One who speaks confidently on subjects of which they actually have no knowledge. Shit sprouters usually posses an air of authority and have been known to exude excessive self confidence when sprouting shit, hiding the fact that they really know nothing. Shit can also be sprouted deliberately as malicious misinformation, often to coerce people into making decisions that ultimately benefit the sprouter. Similar in nature to a bullshit artist or con-man, but much harder to spot as the shit sprouter may be so over compensating their ignorance that they might not actually be aware of the fact that they are sprouting shit, and in some sick way, believe their own shit.
Ignorant sprouting:
shit sprouter: "Our clients will sell more product if you change your design and make the call-out bigger."

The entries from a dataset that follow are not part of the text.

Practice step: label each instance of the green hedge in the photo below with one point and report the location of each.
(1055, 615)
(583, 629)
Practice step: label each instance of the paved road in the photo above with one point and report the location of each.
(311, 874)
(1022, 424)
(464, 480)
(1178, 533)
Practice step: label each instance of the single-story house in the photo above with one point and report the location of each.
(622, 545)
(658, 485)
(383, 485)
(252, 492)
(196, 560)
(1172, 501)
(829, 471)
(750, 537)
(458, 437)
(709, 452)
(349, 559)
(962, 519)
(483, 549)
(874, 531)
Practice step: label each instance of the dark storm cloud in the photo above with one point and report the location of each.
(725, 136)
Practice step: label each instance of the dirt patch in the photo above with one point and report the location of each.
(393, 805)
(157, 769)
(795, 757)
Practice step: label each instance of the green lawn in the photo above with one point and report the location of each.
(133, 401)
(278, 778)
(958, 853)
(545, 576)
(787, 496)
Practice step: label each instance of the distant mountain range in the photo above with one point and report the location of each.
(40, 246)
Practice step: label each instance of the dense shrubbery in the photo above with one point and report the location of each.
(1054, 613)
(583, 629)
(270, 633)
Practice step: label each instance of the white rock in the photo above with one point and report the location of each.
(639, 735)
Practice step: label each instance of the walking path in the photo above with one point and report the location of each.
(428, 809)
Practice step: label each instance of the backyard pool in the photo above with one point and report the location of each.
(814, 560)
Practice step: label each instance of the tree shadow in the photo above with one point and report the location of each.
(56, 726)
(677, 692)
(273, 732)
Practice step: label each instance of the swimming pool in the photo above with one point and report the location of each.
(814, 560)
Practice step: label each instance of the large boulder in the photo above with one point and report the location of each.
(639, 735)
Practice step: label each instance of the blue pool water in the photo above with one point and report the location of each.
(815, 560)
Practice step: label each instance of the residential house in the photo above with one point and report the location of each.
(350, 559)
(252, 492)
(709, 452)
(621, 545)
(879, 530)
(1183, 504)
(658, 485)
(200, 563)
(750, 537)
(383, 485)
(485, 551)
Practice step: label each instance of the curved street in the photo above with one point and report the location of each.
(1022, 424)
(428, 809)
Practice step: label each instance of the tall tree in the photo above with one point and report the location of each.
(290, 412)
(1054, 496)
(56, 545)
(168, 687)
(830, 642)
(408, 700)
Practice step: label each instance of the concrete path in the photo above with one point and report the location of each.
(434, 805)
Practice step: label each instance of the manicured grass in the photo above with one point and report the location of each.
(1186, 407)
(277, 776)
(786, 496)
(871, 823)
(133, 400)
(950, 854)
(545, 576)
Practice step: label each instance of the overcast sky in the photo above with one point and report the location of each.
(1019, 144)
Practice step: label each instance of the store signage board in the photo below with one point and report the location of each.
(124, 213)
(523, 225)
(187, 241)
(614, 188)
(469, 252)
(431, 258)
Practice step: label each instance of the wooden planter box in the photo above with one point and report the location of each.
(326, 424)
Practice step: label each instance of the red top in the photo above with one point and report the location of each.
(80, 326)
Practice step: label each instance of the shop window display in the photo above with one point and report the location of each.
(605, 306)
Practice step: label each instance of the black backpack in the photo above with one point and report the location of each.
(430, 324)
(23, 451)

Designer: "Oh, according to what research do you base your suggestions?"
shit sprouter: ignores the question "Consumers love big call-outs, they find it easier to understand the benefits of the product if you make everything really big!"

Deliberate sprouting:
shit sprouter: "We're all voting for Parvity dude, you should switch your vote"
Victim: "Oh, ok, thanks for the heads up, I'll do that"
babowww

Malicious sprouting:
Overpaid shit sprouter: "Hey, you know that dipshit in accounting earns more than you"
Underpaid Victim: "Really? I'm so gonna go on strike"
Overpaid shit sprouter: secretly laughing "Yeah man, you should do that - fuck the establishment!"